No geral, tudo faz sentido e não se sente uma grande ambição por tentar fazer algo maior do que aquilo que as páginas do manga podem conter. E mesmo que isso signifique que não estamos perante uma obra de arte, não deixa de significar que se trata de uma boa obra e uma pela peça de entretenimento.
Mencionando aquilo que senti após ler todos os volumes: “Foi um bom filme de acção.”

A arte está muito boa, para um seinen (manga para leitores mais maduros) de acção e violência. Bastante realista e também muito “limpa”, faz, em alguns momentos, lembrar o estilo de Naoki Urasawa. Tenho de referir, também, que os padrões utilizados para as roupas e tecidos são absolutamente fantásticos, apresentando tendências kitsch-havainas e também pneu-do-carro ou sola-do-sapato.

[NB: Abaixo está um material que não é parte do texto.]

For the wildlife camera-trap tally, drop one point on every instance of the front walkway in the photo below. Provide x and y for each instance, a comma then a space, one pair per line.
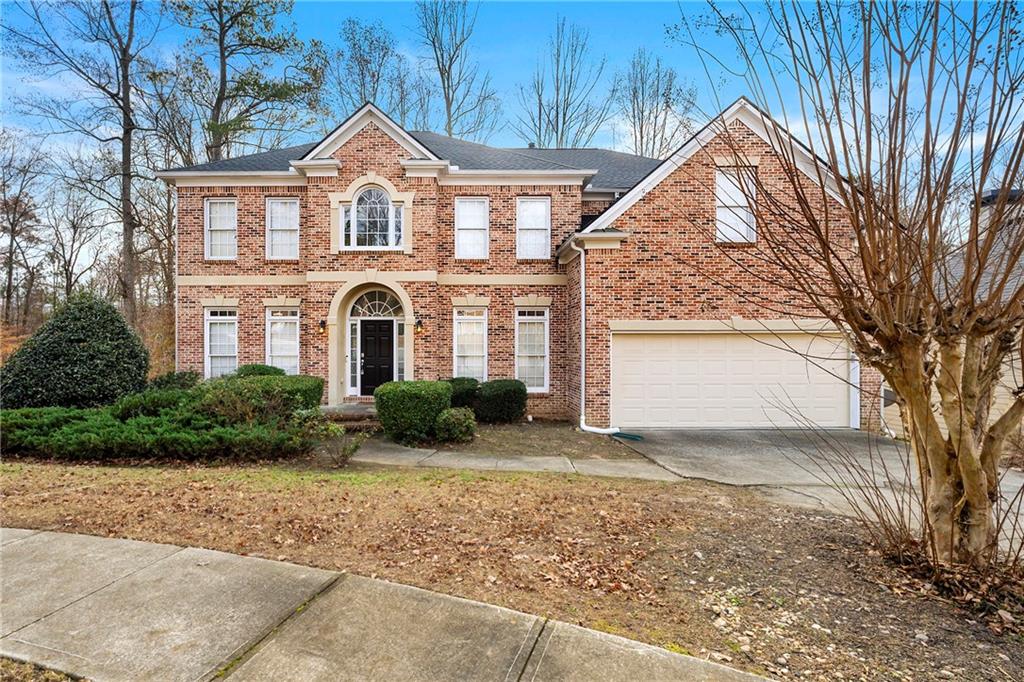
380, 451
120, 609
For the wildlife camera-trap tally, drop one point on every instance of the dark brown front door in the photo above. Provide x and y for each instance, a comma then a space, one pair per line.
377, 343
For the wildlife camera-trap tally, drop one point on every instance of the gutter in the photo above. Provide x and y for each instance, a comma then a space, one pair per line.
583, 347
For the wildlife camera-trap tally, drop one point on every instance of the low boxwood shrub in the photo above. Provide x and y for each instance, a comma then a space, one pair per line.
464, 391
409, 410
152, 402
85, 355
501, 400
259, 371
456, 425
186, 379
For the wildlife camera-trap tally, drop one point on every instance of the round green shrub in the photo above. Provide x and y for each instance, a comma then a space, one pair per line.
456, 425
182, 380
464, 391
501, 401
259, 371
409, 410
85, 355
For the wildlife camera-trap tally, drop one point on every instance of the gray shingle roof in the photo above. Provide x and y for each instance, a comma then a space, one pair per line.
615, 170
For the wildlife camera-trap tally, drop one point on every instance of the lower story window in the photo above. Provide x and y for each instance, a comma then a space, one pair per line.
470, 331
531, 348
221, 341
283, 339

Talvez seja mesmo aquilo que os membros da máfia vestem para se sentirem confortáveis perante os seus superiores, mas isso nunca saberei ao certo.
Um pormenor que reparei foi a ausência de tatuagens pelo corpo em geral, o que é de estranhar visto que em certos filmes sobre Yakuzas que vi, os membros estão sempre cheios de tatuagens das quais se orgulham muito e fazem questão em mostrar.

Reforçando a ideia que quis transmitir, a verdade é que gostei de ler Araragi Express. O aspecto de filme de acção dos anos 80, confesso, foi uma das facetas do manga que mais me agradou e me fez querer ler, porque eu, tal como muita gente, sou fascinando pelos produtos de entretenimento dessa época. E como tal, acho que, se algum dia, mais precisamente à tarde, estiverem com vontade de ver um filme de acção bem feito e pouco complexo, ponham de lado as 24 frames por segundo e leiam antes estes 8 volumes de imagens estáticas. Lêem-se muito bem.